Ekonomi

Küresel Emisyonların Yüzde 45’i Üretim ve Tüketim Süreçlerinden Kaynaklanıyor

küresel emisyonlar

Türkiye Döngüsel Ekonomi Platformu’nun yeni dönem faaliyetlerinin aktarıldığı toplantıda, Avrupa İmar ve Kalkınması Bankası tarafından başlatılan Döngüsel Ekonomi Bölgesel İnisiyatifi (CERI) de tanıtıldı. Toplantıda; küresel ısınmada büyük payı olan küresel emisyonların %45’inin ürünlerin üretim ve tüketim süreçlerinden kaynaklandığı vurgulanmakla birlikte üretimde kullanılan malzemelerin çıkarılmasının ve işlenmesinin ise biyoçeşitlilik kaybının %90’ından sorumlu görüldüğü ifade edildi.

İş Dünyası ve Sürdürülebilir Kalkınma Derneği (SKD Türkiye), Avrupa İmar ve Kalkınması Bankası (EBRD) işbirliğinde yürüttüğü Türkiye Döngüsel Ekonomi Platformu’nun (TDEP) yeni dönem faaliyetlerini aktardığı toplantıda, EBRD de Döngüsel Ekonomi Bölgesel İnisiyatifi’ni (CERI) tanıttı. CERI, EBRD tarafından 2022 yılında Küresel Çevre Fonu (GEF) ortaklığında; Türkiye ve Batı Balkanlar’da döngüsel süreçleri uygulayan ve döngüsel iş modellerini benimseyen özel sektör, kamu ve yerel yönetim yatırımlarını desteklemek amacıyla başlatıldı.
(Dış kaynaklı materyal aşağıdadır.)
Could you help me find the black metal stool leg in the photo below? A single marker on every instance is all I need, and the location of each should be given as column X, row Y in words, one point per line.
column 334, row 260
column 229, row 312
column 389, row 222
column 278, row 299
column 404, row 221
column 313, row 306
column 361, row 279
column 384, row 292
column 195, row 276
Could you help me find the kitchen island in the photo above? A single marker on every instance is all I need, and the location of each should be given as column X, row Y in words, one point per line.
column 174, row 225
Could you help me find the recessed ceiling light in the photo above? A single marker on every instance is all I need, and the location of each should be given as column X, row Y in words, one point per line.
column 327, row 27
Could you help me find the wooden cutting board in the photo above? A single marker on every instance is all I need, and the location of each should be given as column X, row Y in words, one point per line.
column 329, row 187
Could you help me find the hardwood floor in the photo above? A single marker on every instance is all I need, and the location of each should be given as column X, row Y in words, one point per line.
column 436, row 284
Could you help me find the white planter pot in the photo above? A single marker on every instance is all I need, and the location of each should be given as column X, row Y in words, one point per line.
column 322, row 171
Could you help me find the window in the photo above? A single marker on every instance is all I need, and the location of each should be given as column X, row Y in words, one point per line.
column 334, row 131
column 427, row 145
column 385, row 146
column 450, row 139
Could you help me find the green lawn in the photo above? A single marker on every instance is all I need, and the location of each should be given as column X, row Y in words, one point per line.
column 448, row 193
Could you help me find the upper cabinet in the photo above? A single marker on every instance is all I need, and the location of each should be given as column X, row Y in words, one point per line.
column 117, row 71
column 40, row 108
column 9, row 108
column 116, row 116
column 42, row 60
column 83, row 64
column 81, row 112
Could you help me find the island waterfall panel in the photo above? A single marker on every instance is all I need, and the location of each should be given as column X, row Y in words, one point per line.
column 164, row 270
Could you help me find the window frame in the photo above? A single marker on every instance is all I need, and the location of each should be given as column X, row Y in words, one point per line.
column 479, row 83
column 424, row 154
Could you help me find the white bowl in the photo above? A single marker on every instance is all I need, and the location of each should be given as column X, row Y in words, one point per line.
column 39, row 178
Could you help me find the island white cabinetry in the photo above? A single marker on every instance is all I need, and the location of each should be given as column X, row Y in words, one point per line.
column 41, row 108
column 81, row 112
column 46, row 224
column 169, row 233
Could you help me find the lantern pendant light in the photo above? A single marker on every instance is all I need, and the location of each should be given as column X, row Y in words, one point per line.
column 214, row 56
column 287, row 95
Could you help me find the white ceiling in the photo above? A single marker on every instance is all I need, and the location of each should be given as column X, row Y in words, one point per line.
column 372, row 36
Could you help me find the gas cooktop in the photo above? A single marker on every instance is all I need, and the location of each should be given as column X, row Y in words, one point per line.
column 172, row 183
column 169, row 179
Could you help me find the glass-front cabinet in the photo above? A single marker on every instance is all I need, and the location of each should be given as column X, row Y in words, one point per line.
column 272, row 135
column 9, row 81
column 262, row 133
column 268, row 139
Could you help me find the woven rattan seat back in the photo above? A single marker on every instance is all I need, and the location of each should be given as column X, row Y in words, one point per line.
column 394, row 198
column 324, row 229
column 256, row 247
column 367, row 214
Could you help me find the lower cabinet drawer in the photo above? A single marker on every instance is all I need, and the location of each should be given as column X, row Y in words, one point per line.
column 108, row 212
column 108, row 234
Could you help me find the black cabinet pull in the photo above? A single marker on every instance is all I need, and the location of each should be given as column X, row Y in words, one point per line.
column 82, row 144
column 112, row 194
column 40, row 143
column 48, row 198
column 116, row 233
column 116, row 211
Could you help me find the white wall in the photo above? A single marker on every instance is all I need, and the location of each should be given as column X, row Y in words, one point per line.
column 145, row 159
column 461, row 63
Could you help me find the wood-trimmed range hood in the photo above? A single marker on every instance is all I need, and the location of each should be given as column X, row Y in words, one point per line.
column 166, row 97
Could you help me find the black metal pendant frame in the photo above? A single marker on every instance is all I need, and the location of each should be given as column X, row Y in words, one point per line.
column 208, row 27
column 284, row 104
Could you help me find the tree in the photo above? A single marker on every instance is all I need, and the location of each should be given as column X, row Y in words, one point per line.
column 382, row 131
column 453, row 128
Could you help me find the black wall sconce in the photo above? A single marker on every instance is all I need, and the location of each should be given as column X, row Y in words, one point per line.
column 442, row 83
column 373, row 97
Kullan-At Yöntemi İklim Krizini Şiddetlendiriyor

Küresel ısınma, sıcaklık artışları ve hava olaylarında yaşanan dengesizliklerle iklim değişikliğine neden olmaya devam ediyor. Küresel ısınmada büyük payı olan küresel emisyonların %45’i ürünlerin üretim ve tüketim süreçlerinden kaynaklanıyor. Üretimde kullanılan malzemelerin çıkarılması ve işlenmesi ise biyoçeşitlilik kaybının %90’ından sorumlu görülüyor. Kullan-at yönteminin iklim krizini şiddetlendirmesi nedeniyle tüm dünya, döngüsel ekonomiye geçişi önemli bir fırsat olarak görüyor.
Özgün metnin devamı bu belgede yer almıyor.